Just 30 km outside Bikaner is a 220 kv grid sub-station located in Kolayat tehsil on National Highway 15. Between June 2009 and June 2010, 63 land deals were struck in Kolayat. And in all these deals, Mahesh Nagar is at the forefront, as an agent of Robert Vadra’s companies, Blue Breeze, Sky Light, North India IT Parks, Real Earth, etc.

A solar power plant in Bikaner, Rajasthan. The land was acquired from a firm owned by Vadra. Raman Kripal/ Firstpost

A solar power plant in Bikaner, Rajasthan. The land was acquired from a firm owned by Vadra. Raman Kripal/ Firstpost

In some deals, he represented other individuals, including Robert Vadra’s Private Secretary Manoj Arora, and his own brother Lalit Nagar, apart from some unknown companies. But Vadra’s pointperson Mahesh Nagar is the agent in all the deals.

Firstpost sent a detailed questionnaire to Robert Vadra and Manoj Arora, asking them specifically about these individuals and unknown companies. Vadra has not replied yet to our queries.

Over 2,200 hectares of land was bought in Kolayat on a war footing in one year. One hectare is equivalent to 3.95 acres. So nearly 8,800 acres of land, equivalent to one sector of Gurgaon, was sold off in Kolayat. This is the tip of the iceberg, because this information is based on investigations conducted near just one power sub-station only. There are nearly 30 power sub-stations in Rajasthan.

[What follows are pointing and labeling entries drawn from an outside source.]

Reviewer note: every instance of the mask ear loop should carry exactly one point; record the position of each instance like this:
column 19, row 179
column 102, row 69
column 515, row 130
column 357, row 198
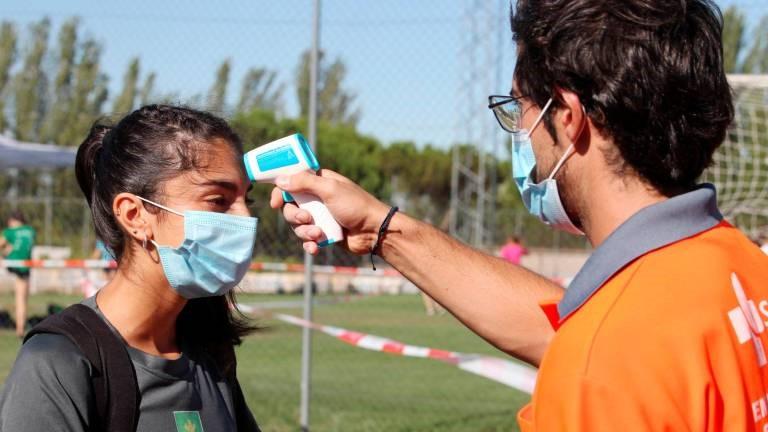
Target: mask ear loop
column 571, row 148
column 160, row 205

Here’s an indicator of the kind of profits Vadra could have made. A plot of 30 hectares costing Rs 4.45 lakh two years ago now fetches nearly Rs 2 crore!

Vadra’s Sky Light Realty Private Ltd bought this plot in Kolayat on 31 March 2010. Just two years later, on 4 May 2012 (according to a sale deed available with Firstpost), Sky Light sold off 29.36 hectares of land in Kolayat for nearly Rs 2 crore (Rs 1,99,58,121) to French joint Venture Fonroche Saaras Energy Pvt Ltd.

The land was as barren as it was with the farmer. Vadra’s company did not add any value to it. Blue Breeze and Sky Light together sold over 55 hectares of land to Fonroche.

Likewise, Vadra’s Sky Light Realty Pvt Ltd sold 3.25 hectares to one Rishipal, resident of Haryana, for Rs 22 lakh (Rs 7 lakh a hectare) on 11 May 2012. Interestingly, Rishipal sold this land to Fonroche seven days later on 18 May 2012.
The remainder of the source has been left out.